Following the footsteps of former presidents, President Biden with world domination in mind has been making frequent comments on the Taiwan question recently. On August 19, 2021, Biden, in an interview aired by ABC News, appeared to lump Taiwan together with countries with which the U.S. has explicit defense commitments, such as South Korea, suggesting a deviation from the position of “strategic ambiguity” on Taiwan. He said that he would be willing to use force to defend Taiwan from attack by China while meeting with Japanese Prime Minister Fumio Kishida on May 23, 2022. Making such type of witless provocative comments about China, he has also seriously damaged the Sino-U.S. ties with little to show for it.

U.S. President Joe Biden speaks on the South Lawn of the White House in Washington, D.C., the United States, on Aug. 5, 2021. (Photo/Xinhua)

What’s more, a number of lawmakers of U.S. congress had paid a visit to Taipei over the past half year. It is seen that by passing several bills including the Taiwan Allies International Protection and Enhancement Initiative (TAIPEI) Act, Taiwan Travel Act as well as launching the “U.S.-Taiwan Initiative on 21st-Century Trade”, the U.S government has been playing the Taiwan card.

If the Biden administration is determined to play the Taiwan game, China will have no choice but to take off the gloves. China and the United States could end up in a military conflict if the U.S. encourages “Taiwan independence”.

The secessionists in Taiwan island should recognize it is a delusion that the U.S. will spill blood coming to the independence of Taiwan. Biden and past U.S. presidents are using Taiwan as “bargaining chip” to get other things from China. Ultimately, the Taiwanese authorities may well regret being a pawn of the current U.S. president and his radical policies.

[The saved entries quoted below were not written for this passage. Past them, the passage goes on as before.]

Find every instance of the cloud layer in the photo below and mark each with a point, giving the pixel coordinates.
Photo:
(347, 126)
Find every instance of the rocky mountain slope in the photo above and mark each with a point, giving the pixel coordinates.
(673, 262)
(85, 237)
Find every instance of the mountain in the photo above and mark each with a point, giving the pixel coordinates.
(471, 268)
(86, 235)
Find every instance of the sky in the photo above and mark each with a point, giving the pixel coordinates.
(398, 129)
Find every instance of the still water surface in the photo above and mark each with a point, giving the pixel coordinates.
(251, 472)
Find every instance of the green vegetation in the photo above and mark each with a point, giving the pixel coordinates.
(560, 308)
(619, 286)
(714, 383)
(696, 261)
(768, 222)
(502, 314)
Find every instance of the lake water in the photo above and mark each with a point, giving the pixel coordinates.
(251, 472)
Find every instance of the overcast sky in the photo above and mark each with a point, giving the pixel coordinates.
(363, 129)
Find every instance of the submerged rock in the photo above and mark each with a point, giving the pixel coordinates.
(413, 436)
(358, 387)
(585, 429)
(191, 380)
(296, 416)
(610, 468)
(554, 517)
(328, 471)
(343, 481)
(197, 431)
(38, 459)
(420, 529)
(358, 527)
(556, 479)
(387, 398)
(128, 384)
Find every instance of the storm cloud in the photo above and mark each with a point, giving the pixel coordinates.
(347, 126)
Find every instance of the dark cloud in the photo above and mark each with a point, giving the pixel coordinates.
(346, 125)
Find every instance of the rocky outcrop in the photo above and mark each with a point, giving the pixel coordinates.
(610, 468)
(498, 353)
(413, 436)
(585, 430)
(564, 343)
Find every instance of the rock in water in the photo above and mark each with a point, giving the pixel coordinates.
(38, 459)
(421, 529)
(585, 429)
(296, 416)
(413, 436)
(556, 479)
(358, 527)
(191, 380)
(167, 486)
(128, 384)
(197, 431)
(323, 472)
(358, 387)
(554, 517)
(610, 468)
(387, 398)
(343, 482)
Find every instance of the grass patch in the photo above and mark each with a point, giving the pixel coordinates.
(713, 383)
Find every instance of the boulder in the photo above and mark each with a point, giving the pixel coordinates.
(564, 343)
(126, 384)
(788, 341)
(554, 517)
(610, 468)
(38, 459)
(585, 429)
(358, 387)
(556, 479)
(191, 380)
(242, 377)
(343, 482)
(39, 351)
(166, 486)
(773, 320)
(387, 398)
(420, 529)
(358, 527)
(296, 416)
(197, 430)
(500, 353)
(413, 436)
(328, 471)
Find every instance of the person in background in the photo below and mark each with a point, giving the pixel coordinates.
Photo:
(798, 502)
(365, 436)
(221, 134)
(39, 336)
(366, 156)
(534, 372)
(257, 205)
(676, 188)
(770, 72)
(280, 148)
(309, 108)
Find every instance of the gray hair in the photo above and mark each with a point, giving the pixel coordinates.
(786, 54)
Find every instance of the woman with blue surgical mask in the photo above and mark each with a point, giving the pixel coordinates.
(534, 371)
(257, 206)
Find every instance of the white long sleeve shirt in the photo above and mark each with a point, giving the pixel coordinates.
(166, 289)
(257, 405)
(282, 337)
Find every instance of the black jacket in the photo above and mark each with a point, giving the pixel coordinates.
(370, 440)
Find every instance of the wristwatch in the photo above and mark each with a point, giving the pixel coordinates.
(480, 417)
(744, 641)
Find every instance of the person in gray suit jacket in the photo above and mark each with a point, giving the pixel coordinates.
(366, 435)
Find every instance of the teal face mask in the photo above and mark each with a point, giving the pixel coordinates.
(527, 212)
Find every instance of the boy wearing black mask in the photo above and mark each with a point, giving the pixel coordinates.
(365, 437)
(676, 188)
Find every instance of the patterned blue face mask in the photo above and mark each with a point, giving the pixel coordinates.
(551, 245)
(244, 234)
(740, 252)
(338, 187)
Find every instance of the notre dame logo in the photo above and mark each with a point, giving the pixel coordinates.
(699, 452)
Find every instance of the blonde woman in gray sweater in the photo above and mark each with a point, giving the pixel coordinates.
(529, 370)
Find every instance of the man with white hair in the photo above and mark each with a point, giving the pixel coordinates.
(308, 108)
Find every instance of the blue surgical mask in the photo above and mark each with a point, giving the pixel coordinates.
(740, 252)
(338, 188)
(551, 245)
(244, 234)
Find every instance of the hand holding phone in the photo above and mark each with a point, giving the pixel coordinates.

Tsai Ing-wen and her deluded DPP followers in the island had better wake up, acknowledge their mistakes, and face the reality of the 1992 Consensus on cross-Strait relations. There is no other alternative.

Instead of continuing to prick China, Biden and his advisors should not lead Taiwanese secessionists a merry dance in their misguided attempts to achieve their impossible aim of pursuing the island’s “independence”.

China has said on many occasions in clearer terms that Taiwan is a matter of reunification left over from history and is thus an internal affair that brooks no interference from outside. Biden has revived former U.S. President Barack Obama’s “pivot” or strategy of rebalancing Asia to contain China’s growing influence; however, the most urgent rebalancing act is to stop selling weapons to Taiwan and to stop overt and covert official contacts with Taiwan as in the interests of Asia-Pacific peace and even that of the world at large.

 

The article reflects the author’s opinions, and not necessarily the views of China Focus.